Welcome to Raising Money$mart Kids!

What do YOUR kids know about the value of a buck? If you're like most families, finances aren't often discussed. Some parents feel that talking about money makes their kids feel like they're poor. Others may not know where or when to start to help their kids learn about budgeting or business or banking.

Here at Raising Money$mart Kids, you will find articles on everything from setting up an allowance to running a lemonade stand to helping kids make better purchase decisions. You can ask questions get help from the community.

So, grab a cup of coffee and pull up a chair!

Monday, March 5, 2012

Piggy Banks to Paychecks

Good morning, all! Today, I'm going to publish an excerpt from my new book, Piggy Banks to Paychecks: Helping Kids Understand the Value of a Dollar. This book is an important resource for parents and teachers who, themselves, are unsure of money concepts. Learn how to teach kids about wise spending, saving, donating/tithing, and investing. For more tips on raising money smart kids and excerpts, join me on my March book blog tour here.

Excerpt from Chapter 4- Pay Day: Teaching Kids About Earning Money

When my daughter was six years old, she asked me, “How come the mailman gives you money?” It took me a moment to puzzle through her question.  As far as I knew, the mailman had not given me anything but my mail in all the years I had known him.  No flowers, no gifts, and certainly not any money.  After a moment, I realized that she was talking about my income.  Most of my income comes by way of check through the mail.  Even though my daughter and her brother are well-versed in money matters, misconceptions still arise.

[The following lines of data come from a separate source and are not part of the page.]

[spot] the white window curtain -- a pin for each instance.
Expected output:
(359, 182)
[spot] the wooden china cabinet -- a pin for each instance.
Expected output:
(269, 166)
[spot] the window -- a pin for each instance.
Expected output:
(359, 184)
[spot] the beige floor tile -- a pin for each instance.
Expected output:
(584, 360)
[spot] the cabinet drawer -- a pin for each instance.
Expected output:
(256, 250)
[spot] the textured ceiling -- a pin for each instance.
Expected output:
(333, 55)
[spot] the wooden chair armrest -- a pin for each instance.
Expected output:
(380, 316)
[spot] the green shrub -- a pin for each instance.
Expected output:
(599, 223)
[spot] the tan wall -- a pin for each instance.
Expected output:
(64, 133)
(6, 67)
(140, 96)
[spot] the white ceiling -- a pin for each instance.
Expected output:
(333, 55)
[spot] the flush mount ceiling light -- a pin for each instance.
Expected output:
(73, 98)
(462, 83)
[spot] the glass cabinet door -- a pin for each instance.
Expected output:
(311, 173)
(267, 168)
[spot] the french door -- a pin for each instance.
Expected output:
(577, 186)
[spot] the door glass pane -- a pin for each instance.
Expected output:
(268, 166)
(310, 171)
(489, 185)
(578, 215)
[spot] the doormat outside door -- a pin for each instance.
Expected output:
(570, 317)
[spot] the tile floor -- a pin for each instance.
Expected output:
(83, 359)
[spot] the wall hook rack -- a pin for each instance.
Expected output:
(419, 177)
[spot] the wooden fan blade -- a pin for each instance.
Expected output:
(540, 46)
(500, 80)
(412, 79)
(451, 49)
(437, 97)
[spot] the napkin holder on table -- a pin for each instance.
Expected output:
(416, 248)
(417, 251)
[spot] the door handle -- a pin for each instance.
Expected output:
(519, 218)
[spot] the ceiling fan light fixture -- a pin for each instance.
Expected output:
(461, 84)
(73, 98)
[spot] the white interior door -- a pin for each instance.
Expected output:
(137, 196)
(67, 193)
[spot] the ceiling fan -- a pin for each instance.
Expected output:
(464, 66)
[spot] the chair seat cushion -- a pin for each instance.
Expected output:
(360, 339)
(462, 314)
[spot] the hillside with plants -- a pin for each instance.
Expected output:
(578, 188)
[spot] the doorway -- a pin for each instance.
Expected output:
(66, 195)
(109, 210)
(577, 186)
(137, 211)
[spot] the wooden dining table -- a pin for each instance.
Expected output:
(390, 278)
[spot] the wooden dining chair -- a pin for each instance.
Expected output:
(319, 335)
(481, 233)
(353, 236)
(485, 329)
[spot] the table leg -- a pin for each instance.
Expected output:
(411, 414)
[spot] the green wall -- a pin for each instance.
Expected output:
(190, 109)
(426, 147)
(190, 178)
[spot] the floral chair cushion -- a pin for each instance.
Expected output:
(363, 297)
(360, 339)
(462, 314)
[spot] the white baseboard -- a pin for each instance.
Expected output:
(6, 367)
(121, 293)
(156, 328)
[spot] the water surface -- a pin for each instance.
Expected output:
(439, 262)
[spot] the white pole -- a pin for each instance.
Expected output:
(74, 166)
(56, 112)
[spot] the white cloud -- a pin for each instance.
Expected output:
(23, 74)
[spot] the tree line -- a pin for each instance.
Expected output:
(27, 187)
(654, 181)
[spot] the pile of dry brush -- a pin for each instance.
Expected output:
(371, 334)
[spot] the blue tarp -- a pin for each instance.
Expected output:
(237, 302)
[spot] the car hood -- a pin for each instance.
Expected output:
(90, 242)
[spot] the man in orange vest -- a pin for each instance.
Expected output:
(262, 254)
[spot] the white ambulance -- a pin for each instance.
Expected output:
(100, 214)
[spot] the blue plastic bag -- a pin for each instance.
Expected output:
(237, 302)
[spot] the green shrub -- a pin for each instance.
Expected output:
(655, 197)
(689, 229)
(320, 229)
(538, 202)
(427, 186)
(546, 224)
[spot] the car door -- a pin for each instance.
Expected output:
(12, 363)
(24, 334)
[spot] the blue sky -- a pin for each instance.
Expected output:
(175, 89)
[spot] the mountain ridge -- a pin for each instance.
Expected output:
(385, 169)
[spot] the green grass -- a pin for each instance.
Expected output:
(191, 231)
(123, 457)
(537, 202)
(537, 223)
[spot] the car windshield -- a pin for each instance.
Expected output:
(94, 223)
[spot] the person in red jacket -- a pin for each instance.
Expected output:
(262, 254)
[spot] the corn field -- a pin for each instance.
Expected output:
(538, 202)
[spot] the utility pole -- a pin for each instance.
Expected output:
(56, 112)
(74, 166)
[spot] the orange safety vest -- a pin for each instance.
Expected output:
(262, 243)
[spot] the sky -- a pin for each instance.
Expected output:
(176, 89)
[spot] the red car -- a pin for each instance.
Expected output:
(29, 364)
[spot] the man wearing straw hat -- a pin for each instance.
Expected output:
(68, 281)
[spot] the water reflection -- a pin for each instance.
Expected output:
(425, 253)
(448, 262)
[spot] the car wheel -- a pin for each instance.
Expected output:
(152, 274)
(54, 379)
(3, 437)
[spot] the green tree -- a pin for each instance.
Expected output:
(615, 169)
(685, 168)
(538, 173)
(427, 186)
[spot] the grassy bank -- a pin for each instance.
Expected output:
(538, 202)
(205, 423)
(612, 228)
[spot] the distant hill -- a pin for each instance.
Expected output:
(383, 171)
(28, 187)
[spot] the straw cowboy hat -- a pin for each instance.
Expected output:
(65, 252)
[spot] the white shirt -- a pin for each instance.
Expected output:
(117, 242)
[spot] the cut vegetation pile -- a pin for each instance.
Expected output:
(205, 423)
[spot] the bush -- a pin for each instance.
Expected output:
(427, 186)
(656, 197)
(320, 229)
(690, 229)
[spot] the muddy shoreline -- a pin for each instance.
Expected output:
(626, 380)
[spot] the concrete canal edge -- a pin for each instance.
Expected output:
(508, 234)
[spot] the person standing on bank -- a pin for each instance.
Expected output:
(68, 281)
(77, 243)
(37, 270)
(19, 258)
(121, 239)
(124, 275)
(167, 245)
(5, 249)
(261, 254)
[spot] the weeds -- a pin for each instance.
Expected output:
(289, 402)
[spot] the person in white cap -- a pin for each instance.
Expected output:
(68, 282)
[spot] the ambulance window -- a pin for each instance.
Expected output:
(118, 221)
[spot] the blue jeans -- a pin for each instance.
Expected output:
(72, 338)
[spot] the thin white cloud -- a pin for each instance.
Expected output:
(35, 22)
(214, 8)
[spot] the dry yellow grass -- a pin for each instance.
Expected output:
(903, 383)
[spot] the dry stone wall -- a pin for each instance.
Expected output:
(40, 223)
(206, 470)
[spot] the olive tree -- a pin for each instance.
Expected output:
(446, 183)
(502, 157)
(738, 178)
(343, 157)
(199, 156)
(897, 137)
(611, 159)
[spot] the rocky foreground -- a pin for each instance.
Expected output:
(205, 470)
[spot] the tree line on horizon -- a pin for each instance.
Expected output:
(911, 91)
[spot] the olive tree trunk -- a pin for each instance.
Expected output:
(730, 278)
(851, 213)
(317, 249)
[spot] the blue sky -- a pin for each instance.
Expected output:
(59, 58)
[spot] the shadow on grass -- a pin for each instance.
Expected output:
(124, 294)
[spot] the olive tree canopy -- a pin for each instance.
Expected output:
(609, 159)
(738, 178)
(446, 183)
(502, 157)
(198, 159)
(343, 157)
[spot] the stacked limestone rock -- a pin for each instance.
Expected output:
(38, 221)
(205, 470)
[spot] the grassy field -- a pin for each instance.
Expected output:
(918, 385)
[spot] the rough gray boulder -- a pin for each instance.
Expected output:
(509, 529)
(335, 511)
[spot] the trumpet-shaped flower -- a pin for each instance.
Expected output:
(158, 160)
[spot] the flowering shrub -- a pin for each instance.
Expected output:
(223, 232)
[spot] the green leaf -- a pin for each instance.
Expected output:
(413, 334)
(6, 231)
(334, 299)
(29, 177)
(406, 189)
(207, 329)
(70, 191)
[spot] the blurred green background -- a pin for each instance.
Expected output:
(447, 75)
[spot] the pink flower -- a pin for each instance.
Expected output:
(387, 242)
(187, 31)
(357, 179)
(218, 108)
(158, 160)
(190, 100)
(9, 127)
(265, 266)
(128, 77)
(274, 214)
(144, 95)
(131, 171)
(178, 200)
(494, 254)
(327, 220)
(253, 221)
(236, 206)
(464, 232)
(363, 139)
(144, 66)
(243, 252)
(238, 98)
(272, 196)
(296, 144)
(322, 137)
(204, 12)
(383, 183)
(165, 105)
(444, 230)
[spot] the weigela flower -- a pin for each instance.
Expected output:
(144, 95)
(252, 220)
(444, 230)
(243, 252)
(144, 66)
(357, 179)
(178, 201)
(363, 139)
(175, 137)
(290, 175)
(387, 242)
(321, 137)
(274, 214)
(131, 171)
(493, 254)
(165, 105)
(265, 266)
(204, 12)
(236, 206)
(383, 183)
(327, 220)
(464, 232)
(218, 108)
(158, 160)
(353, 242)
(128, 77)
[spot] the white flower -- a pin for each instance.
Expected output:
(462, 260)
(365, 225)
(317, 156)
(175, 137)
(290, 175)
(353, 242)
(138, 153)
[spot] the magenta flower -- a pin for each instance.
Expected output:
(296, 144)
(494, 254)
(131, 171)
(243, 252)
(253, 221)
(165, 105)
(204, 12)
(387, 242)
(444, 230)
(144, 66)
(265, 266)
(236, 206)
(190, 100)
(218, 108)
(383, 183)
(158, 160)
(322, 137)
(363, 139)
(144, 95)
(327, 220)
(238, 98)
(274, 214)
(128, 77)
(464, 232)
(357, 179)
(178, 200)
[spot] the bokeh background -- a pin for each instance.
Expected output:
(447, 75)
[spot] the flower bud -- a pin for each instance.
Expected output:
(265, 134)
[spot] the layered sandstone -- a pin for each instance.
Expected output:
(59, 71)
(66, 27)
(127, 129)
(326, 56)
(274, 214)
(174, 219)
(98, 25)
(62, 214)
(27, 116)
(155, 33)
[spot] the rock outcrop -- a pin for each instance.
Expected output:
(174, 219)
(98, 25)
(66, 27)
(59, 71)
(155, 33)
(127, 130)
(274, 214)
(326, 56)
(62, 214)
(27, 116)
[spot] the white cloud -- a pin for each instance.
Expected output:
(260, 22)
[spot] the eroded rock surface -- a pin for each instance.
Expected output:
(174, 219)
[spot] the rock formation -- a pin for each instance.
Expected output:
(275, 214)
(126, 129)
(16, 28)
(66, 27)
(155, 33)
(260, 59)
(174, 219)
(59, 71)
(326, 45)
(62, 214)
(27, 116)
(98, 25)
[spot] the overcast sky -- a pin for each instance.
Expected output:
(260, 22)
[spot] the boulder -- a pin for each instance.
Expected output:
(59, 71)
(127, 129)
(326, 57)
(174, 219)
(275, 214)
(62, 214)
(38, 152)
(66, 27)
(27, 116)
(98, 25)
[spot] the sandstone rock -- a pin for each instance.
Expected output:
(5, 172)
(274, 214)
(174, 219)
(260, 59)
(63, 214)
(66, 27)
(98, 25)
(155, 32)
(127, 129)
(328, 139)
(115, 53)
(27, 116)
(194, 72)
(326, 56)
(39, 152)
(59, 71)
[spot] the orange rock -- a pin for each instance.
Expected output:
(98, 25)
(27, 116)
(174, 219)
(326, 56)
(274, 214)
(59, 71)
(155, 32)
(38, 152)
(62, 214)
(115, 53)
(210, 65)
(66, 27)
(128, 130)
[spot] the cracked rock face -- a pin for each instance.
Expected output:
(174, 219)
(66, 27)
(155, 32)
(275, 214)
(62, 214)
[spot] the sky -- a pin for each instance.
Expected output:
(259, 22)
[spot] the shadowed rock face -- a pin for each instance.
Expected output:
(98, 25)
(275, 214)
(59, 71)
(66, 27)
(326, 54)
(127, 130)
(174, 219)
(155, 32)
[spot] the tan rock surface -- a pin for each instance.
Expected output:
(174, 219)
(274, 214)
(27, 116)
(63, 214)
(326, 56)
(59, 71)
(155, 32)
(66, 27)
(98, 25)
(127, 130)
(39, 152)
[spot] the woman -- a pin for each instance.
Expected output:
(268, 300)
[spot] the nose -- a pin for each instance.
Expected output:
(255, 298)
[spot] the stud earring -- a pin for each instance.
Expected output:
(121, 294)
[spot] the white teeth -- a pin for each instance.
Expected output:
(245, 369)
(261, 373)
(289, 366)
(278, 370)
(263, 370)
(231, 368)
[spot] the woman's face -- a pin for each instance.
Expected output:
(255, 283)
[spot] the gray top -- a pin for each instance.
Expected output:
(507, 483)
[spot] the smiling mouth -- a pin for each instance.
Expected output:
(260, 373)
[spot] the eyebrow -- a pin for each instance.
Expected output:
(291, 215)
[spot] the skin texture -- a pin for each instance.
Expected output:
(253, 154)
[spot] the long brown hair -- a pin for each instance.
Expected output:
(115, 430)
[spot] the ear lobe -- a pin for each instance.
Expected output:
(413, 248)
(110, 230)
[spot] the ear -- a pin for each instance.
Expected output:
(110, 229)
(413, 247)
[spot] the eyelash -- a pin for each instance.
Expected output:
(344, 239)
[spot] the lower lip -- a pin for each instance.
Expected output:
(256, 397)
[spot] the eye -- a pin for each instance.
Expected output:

How much do your kids know about where your income comes from?  Do they know what you bring home every week or two?  In order for them to truly understand the need for saving and wise spending, they must understand where money comes from and why it is a scarce commodity.

You may be afraid that, if you tell your children how much you make, the entire town will know.  Have a discussion with your children about discretion- it’s okay to talk about the specifics of your family’s financial situation at home but not with friends, teachers, or other people in the community.  It’s not safe to discuss money matters widely just like it’s not safe to let everyone know that you just bought a new flat-screen television.  Also, explain that talking about money with friends can make some kids feel bad or anxious about their own family’s financial situation.

The Need to Earn

Many kids under 10 do not naturally make a direct connection between their parents going off to work every day and having enough money for household expenses.  Because most types of pay are now given by check or by direct deposit into a bank account, it’s easy even for adults to sometimes lose the connection.

Find out what your kids know about what you do for a living.  Do they know how you get paid (by the hour, salary, or commission)?  Do they understand how you got your job or started your business?  Earning money is the first step in financial security and kids need a basic understanding of how money comes in the door in the first place.

Older kids may have more philosophical questions for you such as why you do the kind of work you do.  The discussion may start to move towards career choices, but the basic principle of the conversation should be that people work to earn money to live.